E se acompanhado de uma melodia tem o costume de nos arrastar!
A primeira vez que eu ouvi esta música, ela mexeu comigo!
Gosto de músicas assim... Que desestabilizam nosso sossego.
Acho que sossego assemelha-se com preguiça, com malandragem, com comodismo, com Prefeitos...
Bom, enfim... Eu quero mesmo é Paz! Da paz serena à paz inquieta, da paz inquieta à paz serena! A Paz que vem do sopro do Mestre.
E assim continuo caminhando a exemplo de pessoas que vão pelo mesmo caminho e que no silêncio de seu testemunho nos confirmam que vale a pena persistir. Assim é a autora desse poema que, com sua fala mansa e aguerrida, dá a entender que a batalha por justiça e liberdade exige um bocado de ternura que o mundo não tem. Eis aí uma das tantas lições de vida que a religiosa e psicóloga amazonense Maria Emília Guerra Ferreira nos apresenta.

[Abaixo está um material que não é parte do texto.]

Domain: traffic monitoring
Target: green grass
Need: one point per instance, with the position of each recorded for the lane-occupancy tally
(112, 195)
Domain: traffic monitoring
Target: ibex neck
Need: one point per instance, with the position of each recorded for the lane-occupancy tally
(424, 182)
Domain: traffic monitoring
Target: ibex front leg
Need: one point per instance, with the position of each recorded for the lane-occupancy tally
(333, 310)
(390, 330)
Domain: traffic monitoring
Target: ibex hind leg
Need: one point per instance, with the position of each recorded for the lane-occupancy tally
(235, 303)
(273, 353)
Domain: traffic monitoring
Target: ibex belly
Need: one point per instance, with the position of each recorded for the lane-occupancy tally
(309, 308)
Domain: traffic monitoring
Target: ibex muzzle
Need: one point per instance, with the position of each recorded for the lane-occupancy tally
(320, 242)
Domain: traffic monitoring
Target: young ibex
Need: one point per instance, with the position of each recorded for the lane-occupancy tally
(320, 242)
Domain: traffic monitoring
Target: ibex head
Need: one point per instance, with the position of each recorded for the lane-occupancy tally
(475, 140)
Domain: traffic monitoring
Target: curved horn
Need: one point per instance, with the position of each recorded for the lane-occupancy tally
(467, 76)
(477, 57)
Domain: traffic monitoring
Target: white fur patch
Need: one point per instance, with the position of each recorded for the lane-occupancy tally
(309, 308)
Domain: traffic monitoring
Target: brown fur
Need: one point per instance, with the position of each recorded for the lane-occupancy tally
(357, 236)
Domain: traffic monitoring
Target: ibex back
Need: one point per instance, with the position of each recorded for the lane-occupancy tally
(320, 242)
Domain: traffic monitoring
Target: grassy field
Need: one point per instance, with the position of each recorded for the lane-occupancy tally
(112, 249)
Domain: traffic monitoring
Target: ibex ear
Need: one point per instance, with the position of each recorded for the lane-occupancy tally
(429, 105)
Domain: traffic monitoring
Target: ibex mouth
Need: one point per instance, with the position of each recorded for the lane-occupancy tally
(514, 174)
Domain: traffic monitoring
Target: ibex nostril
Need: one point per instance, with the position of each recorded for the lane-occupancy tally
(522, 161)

Uma pena não conseguir o áudio dessa canção. Contudo, quem gosta de palavras sabe que são as mais simples que mexem com a gente..
procurando a liberdade, também vou.
Procurando a liberdade, que é vida.
Procurando a liberdade de viver!
Caminhando eu vou, procurando eu vou...
Caminhando levo apenas a esperança,
de algum dia a liberdade encontrar.
É a esperança que dá força ao caminheiro
de ir seguindo pela vida a procurar!
Caminhando eu vou, procurando eu vou, na esperança eu vou...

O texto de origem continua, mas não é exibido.